Leo Soto M. wrote:
> On Fri, Jun 27, 2008 at 5:01 PM, Leo Soto M. <leo.soto@...> wrote:
>> On Fri, Jun 27, 2008 at 4:13 PM, Samuele Pedroni <pedronis@...> wrote:
>>> at the moment it seems that is solved by having the *Derived classes
>>> implement both __finditem__ and __getitem__ as appropriate instead of
>>> relying on the default implementation in PyObject. I personally don't think
>>> that's a bad solution.
>> It's not good either. Failed lookups will run the lookup code twice.
>> That's why I discarded a previous patch for __getattr__/__findattr__
>> which followed the same strategy.
>> But thinking this again looks like I could have avoided the double
>> lookup by copying the trivial PyObject#__getitem__ code to
> To make it more clear: I was talking about removing the super call on
> But now I see that this isn't a good idea, because it would break the
> principle of least surprise if __getitem__ is overrided on other
> classes. For example, if we implement PyFoo#__getitem__, it wouldn't
> be invoked on PyFooDerived instances.
but apart PyInstance which is a special case anyway and has no Derived
class, all classes that override
__getitem__ do so to control the raised exception, which means that a
slight refactoring of PyObject.__getitem__
in terms of an helper lookup_error or so, would allow to avoid
overriding __getitem__ completely. Subclasses
of PyObject would simply replace the error condition helper.
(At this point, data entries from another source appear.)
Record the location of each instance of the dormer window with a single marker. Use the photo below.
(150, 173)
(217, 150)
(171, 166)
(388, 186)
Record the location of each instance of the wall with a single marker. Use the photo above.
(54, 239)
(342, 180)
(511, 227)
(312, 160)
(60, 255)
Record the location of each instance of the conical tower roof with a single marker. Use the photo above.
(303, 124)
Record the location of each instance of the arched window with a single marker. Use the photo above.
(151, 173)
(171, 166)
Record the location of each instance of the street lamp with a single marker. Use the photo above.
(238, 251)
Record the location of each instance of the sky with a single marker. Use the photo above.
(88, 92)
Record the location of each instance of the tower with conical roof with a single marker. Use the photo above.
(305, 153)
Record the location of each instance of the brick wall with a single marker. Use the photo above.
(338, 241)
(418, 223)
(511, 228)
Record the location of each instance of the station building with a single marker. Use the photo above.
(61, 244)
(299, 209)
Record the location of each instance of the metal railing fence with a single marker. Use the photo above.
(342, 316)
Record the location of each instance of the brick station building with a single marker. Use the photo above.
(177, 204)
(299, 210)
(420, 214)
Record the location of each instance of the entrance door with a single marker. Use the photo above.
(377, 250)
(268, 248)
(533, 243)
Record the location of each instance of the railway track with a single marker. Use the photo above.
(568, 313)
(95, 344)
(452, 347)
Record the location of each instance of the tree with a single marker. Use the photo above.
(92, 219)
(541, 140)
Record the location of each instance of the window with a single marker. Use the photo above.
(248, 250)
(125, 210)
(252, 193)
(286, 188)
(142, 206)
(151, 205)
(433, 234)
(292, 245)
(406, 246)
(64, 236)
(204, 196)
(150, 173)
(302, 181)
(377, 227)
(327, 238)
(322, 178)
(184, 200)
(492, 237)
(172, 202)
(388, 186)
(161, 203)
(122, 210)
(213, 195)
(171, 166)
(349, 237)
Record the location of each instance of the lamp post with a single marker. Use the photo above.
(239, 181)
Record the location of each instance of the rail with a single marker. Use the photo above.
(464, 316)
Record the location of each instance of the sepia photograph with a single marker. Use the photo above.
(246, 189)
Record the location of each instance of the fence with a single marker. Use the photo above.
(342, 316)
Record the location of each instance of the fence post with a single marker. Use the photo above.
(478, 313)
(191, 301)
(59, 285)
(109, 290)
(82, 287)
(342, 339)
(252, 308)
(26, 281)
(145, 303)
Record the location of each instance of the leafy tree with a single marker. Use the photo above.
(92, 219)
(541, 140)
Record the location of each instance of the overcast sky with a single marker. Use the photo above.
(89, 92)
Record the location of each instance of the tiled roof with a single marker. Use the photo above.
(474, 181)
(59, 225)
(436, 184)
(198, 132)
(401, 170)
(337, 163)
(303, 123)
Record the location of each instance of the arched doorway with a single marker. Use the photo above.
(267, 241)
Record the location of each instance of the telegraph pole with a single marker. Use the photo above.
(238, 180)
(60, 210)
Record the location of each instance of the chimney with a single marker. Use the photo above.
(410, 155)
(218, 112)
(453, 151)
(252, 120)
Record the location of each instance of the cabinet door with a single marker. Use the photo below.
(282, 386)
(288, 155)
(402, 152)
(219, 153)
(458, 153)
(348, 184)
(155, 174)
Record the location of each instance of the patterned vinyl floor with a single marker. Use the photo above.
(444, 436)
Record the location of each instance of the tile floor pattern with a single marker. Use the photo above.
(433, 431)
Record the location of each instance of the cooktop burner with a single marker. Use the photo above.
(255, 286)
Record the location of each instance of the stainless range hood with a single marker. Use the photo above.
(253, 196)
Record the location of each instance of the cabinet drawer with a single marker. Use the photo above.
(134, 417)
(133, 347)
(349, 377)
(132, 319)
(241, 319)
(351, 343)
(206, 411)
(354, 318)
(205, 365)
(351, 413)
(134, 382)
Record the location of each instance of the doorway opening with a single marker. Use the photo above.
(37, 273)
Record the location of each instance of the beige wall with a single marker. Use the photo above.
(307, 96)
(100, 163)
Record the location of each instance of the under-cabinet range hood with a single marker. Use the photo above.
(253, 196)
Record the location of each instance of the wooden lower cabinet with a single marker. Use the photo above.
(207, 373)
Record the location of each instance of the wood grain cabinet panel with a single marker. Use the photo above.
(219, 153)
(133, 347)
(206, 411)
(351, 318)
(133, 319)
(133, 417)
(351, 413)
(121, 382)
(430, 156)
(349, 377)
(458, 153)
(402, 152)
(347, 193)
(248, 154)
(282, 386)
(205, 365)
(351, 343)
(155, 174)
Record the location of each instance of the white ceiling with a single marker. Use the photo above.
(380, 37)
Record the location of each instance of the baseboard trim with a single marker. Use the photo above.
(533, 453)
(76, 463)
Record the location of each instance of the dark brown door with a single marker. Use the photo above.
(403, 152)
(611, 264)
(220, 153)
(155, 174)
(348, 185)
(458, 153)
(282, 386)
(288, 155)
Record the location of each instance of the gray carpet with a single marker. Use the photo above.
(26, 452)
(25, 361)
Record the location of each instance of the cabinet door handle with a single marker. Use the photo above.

This is
just one of the possible approaches.
It would reduce code here and there too.
> So, it looks like I'm going in circles, because "correctness first"
> would put me again to the "lets change __finditem__ to call
> __getitem__" camp.
But it seems that in all cases, because of the semantics of Java
collections, defining finditem is the natural and fast thing,
exept for PyInstance and Derived classes.
On a related/unrelated note skimming the code of PyDictionary it seems
that the semantics of the python level __getitem__ (dict__getitem__) and
__finditem__ for it got out of sync, __finditem__ will not respect
__missing__. I may be confused though.